31 October 2016

Pursuit of Knowledge

Worksop College Schools’ Philosophy Conference 2-4 November 2016

Wall of posters made by students

Academics and students from the Department of Philosophy at the University of Sheffield are lending their support to the Worksop College Schools’ Philosophy Conference, 2-4 November 2016.

“Pursuit of Knowledge” will take place at Worksop College with 115 pupils from seven schools from across the UK taking part in the three-day conference which will give participants the chance to debate, discuss and think about issues from a philosophical viewpoint.

The conference is also being supported by the Royal Institute of Philosophy who is providing funding to cover the travel costs of the speakers.

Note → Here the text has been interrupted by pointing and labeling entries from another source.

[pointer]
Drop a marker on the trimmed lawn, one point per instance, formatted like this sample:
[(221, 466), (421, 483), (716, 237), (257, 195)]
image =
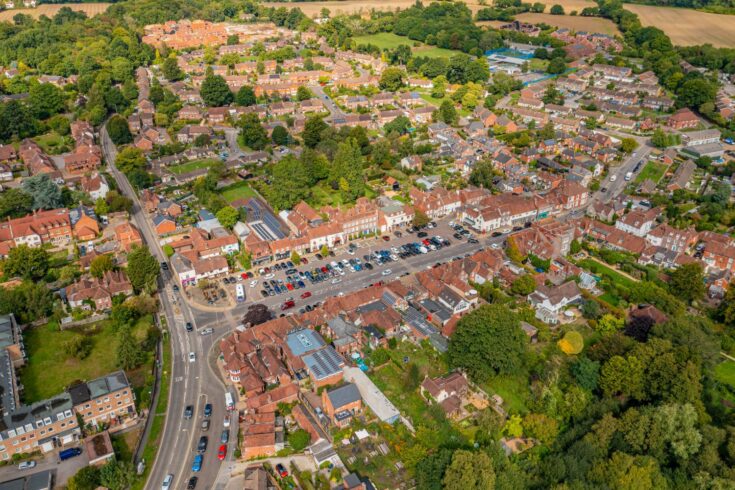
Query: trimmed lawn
[(388, 40), (50, 370), (725, 373), (240, 190), (187, 167), (653, 171)]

The conference is being organised by Jane Gatley, herself a Philosophy graduate from the University of Sheffield, who teaches at Worksop College and is also a doctoral student at the University of Birmingham researching why philosophy should be taught in schools. Jane said, ”This conference has been set up to bring people from schools and universities with an interest in philosophy together. School students have the opportunity to interact with the world of academic philosophy and get an insight into what studying at university might be like. The University of Sheffield has been extremely supportive in running this event, both this year and last.”

Head of Department, Dr Rosanna Keefe said, “The Department of Philosophy is delighted to support this conference with three of our academic experts giving talks and our enthusiastic student volunteers being on hand to support and encourage those taking part. We have also provided bursaries from widening participation funds to cover the costs of the conference places for 20 pupils.”

“Students who study philosophy develop core problem solving skills, can analyse problems, think clearly, recognise and respond to the views of others and communicate ideas concisely. The conference will give school pupils the opportunity to practice and develop these skills – all of which are invaluable in many careers and future studies. We hope that the conference will inspire those that attend to further develop their interest in this fascinating and complex subject.”

Professor Angie Hobbs’ session on “Democracy, Demagoguery and Plato” and Professor Jenny Saul’s talk on “Dogwhistles and Figleaves: Racism, Linguistic Manipulation, and the 2016 US Election” will both provoke discussion and debate on current issues. Dr Chris Bennett will give a talk about the benefits of Higher Education and, in particular, studying Philosophy at University.

Current Philosophy student volunteers from the Department’s award-winning Philosophy in the City project will assist in the workshops and seminars and support the pupils as they take part in the Philosothon –an activity that divides school students into discussion groups to investigate ethical and other philosophical questions in the context of 'communities of inquiry'.